La chevalerie entre en décadence aux XIVe et XVe siècles, au moment même où on en crée de nouveaux ordres : mais ceux-ci seront alors essentiellement de Cour. Tel est en 1399 l'ordre du Bain en Angleterre. Philippe le Bon, grand-duc d'Occident, fonde la Toison d'Or, dont la Légion d'honneur de Napoléon sera la continuation. Louis XI annexe à la couronne les chevaliers de l'ordre de Saint-Michel. Tous ces ordres ont perdu l'esprit de leurs institutions et ne subsistent plus alors que grâce aux manifestations spectaculaires.

La chevalerie ne fait plus alors que se survivre à elle-même.

Devenue décadente, elle va même être l'objet d'attaques, et celles-ci seront de plus en plus violentes.

La France médiévale aura cependant fait deux dons magnifiques au monde : la chevalerie et la courtoisie, du reste toutes deux inséparables.

La chevalerie reste la discipline au milieu du désordre d'une société risquant de sombrer dans la brutalité.
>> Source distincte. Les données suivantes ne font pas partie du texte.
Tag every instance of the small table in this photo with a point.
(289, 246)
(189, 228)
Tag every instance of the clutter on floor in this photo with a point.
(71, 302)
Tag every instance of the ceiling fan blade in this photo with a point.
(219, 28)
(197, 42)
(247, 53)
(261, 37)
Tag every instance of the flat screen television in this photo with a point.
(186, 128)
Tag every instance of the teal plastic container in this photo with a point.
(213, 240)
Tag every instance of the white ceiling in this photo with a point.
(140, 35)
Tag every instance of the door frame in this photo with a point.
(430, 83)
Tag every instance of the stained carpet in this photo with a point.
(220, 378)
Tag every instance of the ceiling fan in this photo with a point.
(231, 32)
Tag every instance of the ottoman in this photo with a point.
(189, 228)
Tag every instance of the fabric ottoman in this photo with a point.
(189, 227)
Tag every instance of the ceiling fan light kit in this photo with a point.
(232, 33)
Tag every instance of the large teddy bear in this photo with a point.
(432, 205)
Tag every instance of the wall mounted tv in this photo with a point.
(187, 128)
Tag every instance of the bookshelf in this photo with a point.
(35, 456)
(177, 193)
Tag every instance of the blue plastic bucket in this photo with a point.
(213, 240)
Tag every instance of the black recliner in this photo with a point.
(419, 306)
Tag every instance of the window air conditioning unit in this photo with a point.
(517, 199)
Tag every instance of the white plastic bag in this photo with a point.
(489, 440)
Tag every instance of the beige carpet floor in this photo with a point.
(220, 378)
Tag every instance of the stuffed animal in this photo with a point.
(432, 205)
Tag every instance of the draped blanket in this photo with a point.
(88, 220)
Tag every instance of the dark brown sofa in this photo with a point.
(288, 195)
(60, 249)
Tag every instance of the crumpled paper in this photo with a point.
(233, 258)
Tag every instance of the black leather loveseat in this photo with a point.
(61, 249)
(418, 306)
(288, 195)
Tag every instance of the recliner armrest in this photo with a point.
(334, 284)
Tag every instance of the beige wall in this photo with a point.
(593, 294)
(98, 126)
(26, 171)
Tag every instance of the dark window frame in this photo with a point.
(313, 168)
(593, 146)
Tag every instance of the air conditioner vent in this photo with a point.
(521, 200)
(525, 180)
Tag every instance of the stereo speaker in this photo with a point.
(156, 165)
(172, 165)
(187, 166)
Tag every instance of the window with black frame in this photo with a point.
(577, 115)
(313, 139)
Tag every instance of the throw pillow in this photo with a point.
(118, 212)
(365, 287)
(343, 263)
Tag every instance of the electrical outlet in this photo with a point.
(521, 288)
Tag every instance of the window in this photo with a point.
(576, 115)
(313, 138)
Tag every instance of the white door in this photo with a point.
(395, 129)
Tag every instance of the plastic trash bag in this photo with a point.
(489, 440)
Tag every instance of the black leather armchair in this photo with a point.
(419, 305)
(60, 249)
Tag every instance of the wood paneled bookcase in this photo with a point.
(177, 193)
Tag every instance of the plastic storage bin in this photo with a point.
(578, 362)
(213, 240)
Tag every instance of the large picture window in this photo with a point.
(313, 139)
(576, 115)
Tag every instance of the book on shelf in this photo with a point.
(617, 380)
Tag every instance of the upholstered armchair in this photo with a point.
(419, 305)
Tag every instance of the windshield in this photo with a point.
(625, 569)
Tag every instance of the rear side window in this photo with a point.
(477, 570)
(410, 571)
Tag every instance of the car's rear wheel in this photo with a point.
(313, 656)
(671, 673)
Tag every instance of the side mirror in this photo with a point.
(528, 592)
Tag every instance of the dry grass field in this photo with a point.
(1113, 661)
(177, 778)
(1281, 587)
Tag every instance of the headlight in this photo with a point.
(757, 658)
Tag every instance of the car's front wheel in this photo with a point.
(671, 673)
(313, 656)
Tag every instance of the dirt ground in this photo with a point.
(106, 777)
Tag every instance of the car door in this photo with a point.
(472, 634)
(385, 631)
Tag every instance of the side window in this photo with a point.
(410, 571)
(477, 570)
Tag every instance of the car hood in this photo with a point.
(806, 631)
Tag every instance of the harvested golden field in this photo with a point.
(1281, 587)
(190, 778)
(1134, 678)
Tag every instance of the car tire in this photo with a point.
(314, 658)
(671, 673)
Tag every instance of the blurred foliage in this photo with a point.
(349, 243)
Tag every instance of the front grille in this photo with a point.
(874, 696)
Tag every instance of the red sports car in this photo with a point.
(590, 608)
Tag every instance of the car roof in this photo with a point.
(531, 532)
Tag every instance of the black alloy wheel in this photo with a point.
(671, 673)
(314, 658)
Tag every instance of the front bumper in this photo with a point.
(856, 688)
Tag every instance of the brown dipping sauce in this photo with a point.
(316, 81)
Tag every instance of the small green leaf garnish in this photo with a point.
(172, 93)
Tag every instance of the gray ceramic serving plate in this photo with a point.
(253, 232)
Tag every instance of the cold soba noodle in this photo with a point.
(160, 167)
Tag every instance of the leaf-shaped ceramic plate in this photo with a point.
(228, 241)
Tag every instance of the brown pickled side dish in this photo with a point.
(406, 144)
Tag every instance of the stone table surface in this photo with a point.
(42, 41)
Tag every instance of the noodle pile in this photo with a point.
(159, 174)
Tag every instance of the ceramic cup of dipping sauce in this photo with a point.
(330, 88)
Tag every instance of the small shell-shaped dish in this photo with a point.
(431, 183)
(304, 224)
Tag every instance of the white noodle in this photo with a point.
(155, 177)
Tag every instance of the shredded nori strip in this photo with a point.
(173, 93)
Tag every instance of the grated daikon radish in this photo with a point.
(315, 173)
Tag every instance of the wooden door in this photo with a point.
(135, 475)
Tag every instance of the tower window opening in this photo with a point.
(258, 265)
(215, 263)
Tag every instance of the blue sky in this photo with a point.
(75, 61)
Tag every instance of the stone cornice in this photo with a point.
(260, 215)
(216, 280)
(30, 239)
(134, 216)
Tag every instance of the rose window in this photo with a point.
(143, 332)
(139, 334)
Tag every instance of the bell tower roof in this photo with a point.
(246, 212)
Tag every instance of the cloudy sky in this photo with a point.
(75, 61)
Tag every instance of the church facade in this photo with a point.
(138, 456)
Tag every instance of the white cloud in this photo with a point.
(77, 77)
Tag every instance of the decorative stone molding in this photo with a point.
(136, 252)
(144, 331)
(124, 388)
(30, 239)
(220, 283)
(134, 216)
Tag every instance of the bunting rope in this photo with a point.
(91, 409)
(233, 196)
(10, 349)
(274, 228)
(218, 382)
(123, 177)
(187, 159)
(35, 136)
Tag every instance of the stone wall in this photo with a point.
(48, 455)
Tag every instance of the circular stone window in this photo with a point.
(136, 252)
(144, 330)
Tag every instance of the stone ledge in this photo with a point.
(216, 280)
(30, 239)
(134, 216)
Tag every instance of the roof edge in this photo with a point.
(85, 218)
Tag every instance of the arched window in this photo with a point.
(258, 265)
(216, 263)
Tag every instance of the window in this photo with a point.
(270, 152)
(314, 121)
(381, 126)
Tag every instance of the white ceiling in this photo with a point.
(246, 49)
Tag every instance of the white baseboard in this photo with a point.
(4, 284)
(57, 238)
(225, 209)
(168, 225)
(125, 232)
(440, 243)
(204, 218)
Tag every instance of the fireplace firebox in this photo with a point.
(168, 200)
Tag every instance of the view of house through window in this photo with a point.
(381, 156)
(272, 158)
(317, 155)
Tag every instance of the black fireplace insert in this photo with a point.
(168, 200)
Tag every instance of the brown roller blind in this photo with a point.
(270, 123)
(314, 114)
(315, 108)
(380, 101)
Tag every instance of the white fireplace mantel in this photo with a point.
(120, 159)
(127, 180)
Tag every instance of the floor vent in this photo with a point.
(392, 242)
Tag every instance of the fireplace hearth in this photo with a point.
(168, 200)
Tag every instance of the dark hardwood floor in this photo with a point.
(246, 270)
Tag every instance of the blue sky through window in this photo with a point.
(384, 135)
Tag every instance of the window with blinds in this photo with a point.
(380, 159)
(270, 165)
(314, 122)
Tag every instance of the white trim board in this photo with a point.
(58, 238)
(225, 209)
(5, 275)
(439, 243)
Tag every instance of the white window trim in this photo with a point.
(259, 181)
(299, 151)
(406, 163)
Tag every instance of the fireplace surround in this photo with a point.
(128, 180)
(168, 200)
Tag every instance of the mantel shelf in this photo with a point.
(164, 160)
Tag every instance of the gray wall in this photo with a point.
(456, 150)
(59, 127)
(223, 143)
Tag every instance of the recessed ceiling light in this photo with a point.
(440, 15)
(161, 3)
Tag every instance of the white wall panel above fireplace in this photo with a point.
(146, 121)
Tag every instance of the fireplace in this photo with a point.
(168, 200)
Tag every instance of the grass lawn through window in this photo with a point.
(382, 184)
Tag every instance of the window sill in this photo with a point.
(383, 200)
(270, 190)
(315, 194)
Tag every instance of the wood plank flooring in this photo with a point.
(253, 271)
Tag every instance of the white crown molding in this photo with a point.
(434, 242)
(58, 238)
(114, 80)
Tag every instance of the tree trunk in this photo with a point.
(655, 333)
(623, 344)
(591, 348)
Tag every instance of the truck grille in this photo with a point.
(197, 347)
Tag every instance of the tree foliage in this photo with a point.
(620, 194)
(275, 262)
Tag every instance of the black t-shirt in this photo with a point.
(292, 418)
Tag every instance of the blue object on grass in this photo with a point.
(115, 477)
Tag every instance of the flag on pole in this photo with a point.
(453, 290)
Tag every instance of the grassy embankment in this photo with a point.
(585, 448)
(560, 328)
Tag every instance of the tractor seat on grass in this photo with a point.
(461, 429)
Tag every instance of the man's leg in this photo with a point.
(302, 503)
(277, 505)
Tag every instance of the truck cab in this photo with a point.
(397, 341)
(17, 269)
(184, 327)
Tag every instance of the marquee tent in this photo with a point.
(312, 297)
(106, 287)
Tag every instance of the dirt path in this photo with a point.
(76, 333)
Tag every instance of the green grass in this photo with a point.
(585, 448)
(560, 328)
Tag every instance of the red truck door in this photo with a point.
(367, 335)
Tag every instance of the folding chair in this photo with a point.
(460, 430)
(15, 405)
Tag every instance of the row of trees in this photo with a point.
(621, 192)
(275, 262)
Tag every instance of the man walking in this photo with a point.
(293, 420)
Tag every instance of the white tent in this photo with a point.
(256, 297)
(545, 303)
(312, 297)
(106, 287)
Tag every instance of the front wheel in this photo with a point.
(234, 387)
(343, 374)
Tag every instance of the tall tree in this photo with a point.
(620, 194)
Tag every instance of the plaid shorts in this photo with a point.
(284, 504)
Elle fut l'apothéose d'une jeunesse toute de force et de beauté de sentiments. Les aventures du Chevalier Errant lui enseignent la justice et l'individualisme, mais aussi la rigueur morale.

Ainsi le rude Moyen Age créa-t-il un idéal social, fait de courage, mais aussi de loyauté et de générosité. Il s'est perpétué dans l'« honnête homme » du XVIIe siècle.

Au XXe siècle, cet état d'âme atavique et héréditaire s'est manifesté glorieusement deux fois : en 1914 avec les Saint-Cyriens montant à l'assaut en casoar et en gants blancs, et en 1940 avec les aspirants de Saumur se faisant sauter avec les ponts de la Loire.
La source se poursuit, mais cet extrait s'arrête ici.